I have two tables, Show
, Character
. Each Show has_many Characters.
class Show < ActiveRecord::Base
has_many :characters
class Character < ActiveRecord::Base
belongs_to :show
What I want to do is return the results of a Show that is associated with multiple Characters that fit certain criteria.
For example, I want to be able to return a list of Shows that have as characters both Batman and Robin. Not Batman OR Robin, Batman AND Robin.
So the query should be something like
Show.includes(:characters).where(characters: {'name = ? AND name = ?', "Batman", "Robin"})
But this returns an error. Is there a syntax for this that would work?
UPDATE
The query
Show.includes(:characters).where('characters.name = ? AND characters.name = ?', "Batman", "Robin")
returns a value of 0, even though there are definitely Shows associated with both Batman and Robin.
Using plain SQL, one solution is :
select s. *
from shows as s
join characters as c1 on (s.id=c1.show_id)

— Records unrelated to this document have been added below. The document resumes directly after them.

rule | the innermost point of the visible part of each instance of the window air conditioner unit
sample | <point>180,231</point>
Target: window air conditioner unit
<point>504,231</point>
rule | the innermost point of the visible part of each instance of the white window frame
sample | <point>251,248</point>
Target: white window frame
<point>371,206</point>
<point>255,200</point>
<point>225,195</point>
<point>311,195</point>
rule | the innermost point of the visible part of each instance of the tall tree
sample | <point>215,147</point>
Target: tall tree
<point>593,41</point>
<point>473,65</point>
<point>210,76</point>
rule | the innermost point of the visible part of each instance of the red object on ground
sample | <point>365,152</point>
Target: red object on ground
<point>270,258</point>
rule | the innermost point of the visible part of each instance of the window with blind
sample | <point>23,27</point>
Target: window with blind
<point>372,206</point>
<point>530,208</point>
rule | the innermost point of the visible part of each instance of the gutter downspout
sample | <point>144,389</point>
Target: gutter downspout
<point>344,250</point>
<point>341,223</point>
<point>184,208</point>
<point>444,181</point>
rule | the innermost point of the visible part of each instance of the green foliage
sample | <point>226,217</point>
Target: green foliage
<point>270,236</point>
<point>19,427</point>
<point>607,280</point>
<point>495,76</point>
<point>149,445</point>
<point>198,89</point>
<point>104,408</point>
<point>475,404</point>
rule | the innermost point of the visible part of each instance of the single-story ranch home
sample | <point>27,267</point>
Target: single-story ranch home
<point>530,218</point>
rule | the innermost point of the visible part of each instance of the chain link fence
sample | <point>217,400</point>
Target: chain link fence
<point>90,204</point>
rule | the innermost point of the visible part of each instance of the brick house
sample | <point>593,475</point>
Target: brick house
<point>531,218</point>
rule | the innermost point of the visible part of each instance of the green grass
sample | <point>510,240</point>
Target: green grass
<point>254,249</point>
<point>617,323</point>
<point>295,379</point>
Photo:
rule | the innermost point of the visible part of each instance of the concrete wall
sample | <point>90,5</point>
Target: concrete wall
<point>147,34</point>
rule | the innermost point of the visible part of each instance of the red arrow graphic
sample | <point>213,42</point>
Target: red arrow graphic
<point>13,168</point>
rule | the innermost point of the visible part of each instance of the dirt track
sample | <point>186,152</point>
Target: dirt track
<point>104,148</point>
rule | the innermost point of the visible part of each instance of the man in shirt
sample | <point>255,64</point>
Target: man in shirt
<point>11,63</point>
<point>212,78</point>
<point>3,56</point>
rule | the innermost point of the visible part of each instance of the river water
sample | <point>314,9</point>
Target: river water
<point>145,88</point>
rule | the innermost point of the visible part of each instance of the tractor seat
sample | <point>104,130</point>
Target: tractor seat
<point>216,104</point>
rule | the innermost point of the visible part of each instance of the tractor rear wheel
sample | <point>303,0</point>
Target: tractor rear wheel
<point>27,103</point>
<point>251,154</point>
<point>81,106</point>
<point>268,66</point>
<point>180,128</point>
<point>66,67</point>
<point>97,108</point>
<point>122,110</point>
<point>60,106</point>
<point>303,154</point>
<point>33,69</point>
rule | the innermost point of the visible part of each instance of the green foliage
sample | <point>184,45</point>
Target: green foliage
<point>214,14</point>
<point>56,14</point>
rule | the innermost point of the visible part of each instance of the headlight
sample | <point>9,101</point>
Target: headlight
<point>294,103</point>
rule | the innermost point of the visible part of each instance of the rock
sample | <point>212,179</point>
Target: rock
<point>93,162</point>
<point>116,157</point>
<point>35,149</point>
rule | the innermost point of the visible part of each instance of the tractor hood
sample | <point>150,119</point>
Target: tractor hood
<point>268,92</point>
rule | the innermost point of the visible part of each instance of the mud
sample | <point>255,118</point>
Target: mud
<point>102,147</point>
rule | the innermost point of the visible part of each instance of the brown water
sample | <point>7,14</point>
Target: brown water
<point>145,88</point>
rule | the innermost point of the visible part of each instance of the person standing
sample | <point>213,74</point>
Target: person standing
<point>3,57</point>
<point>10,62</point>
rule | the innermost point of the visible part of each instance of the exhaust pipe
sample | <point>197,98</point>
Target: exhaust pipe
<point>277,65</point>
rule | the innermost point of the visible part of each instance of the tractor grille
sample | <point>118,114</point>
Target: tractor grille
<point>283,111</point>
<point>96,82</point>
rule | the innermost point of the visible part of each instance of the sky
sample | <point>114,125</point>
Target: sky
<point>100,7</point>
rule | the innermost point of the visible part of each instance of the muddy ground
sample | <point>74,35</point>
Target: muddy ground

join characters as c2 on (s.id=c2.show_id)
where c1.name='Batman'
and c2.name='Robin';
Using Arel, I would translate as :
Show.joins('join characters as c1 on shows.id=c1.show_id').joins('join
characters as c2 on shows.id=c2.show_id').where('c1.name = "Batman"').where(
'c2.name="Robin"')
So you'll have to get a little fancy with SQL here; especially if you want it to be performant and handle different types of matchers.
select count(distinct(characters.name)) as matching_characters_count, shows.* from shows
inner join characters on characters.show_id = shows.id and (characters.name = 'Batman' or characters.name = 'Robin')
group by shows.id
having matching_characters_count = 2
To translate into ActiveRecord
Show.select('count(distinct(characters.name)) as matching_characters_count, shows.*').
joins('inner join characters on characters.show_id = shows.id and (characters.name = "Batman" or characters.name = "Robin")').
group('shows.id').
having('matching_characters_count = 2')
Then you'd probably do a pass with interpolation and then AREL it up; so you wouldn't be building string queries.
A plain SQL solution using aggregate functions. The SQL statements returns the ID values of the ´shows´ records you are looking for.
SELECT c.show_id
FROM characters c
WHERE c.name IN ('Batman','Robin')
GROUP BY c.show_id
HAVING COUNT(DISTINCT c.name) = 2
You can put this statement into a select_values()
call and then grab the shows
with the values of the returned array.